The Chancellor’s Autumn budget is a missed opportunity for the UK government to back renewable energy and clean growth, according to trade groups.
The budget lacked clarity on a number of issues facing the industry including alternative support for decarbonising heat post 2020/21, support for less developed technologies and a government-supported route to market, said the Renewable Energy Association (REA).
The government is also freezing the carbon price support rate in order to lower the carbon price floor. REA said this could be detrimental to the renewables industry, with the potential of coal being reintegrated back into the UK’s energy mix.
However, the REA welcomed the government’s plans to introduce a tax on the production and import of plastic as well as the £20m pledged to reducing plastic waste and boosting recycling.
The REA is also disappointed with the withdrawal of the Energy Capital Allowance for technologies on the Energy Technology List and Water Technology List from April 2020 to be channelled into an ‘Industry Energy Transformation Fund’.
REA policy and external affairs director James Court said: “It is frustrating that another Budget comes and goes, yet the opportunity for the UK to be a genuine leader in crucial future technologies slips by.
“There is huge support for renewables across the country, parliament, and even within government, yet the Treasury continues to stymie the potential growth in this sector.

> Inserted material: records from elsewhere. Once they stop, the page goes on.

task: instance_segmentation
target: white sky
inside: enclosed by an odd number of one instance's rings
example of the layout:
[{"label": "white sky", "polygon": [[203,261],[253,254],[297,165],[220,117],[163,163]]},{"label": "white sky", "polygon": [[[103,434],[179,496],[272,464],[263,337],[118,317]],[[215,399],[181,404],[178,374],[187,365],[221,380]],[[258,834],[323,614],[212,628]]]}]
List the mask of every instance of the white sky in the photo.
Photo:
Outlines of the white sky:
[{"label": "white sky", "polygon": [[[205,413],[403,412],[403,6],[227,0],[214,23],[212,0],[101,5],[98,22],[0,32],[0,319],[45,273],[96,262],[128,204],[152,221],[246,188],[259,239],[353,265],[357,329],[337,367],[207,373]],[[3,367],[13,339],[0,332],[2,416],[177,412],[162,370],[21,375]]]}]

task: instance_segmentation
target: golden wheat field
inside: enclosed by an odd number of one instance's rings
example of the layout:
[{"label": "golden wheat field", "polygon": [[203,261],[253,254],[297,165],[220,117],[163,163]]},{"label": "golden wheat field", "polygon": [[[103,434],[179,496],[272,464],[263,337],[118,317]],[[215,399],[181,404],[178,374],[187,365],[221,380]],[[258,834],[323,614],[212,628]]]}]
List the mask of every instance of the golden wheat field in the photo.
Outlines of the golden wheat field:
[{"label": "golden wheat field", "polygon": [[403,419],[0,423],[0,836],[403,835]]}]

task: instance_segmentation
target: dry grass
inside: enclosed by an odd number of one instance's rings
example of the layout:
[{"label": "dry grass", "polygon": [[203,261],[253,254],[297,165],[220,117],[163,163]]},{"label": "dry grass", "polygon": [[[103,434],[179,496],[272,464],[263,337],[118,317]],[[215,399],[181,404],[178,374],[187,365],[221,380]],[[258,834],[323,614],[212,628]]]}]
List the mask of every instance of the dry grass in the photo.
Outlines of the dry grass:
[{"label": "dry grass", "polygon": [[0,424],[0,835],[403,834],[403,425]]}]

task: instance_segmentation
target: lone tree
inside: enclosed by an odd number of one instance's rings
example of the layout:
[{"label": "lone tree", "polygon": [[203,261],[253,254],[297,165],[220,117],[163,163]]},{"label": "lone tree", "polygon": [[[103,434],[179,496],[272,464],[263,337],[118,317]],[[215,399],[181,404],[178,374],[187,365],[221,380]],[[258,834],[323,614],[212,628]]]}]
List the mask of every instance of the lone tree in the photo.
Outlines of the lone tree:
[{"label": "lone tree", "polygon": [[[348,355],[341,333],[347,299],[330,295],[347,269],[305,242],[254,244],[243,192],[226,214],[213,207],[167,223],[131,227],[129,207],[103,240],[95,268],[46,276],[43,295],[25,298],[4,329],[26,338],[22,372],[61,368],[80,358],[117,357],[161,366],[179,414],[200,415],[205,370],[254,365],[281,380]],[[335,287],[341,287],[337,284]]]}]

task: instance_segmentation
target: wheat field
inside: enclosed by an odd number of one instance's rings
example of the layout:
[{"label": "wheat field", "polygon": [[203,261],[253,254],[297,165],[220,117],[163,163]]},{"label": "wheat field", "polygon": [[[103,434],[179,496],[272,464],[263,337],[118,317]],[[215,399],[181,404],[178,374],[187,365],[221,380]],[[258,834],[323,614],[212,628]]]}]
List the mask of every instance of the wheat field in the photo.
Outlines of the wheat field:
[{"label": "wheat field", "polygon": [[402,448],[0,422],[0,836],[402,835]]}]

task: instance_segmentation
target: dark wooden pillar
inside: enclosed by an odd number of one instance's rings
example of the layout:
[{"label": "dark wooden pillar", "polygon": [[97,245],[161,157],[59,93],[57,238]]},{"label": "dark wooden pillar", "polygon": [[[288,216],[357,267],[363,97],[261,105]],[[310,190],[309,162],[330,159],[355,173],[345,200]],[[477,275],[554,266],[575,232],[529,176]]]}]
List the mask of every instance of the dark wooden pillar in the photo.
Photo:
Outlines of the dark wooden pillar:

“Next to nothing in this budget will help build clean energy infrastructure we so desperately need, and in parts actively harms the industry. Carbon Prices frozen, tax allowances for energy products scrapped, and a continued block to market for the cheapest forms of electricity.”
Solar Trade Association chief executive Chris Hewett said: “Investment in renewable energy has plummeted in the UK and largely for want of fair tax and market treatment. The Chancellor has again missed a vital opportunity to do the right thing, not only by the planet and the thousands of people who want to support clean energy, but by simple fair market principles.”
Hewett added: “This government claims to support clean, green technologies, but this rhetoric is far from being matched by even the most modest of actions. Solar is the biggest clean energy market in the world today and by putting obstacles in the path of this technology the Government is frustrating the urgent energy transition and putting British industries at a disadvantage in global clean energy markets.”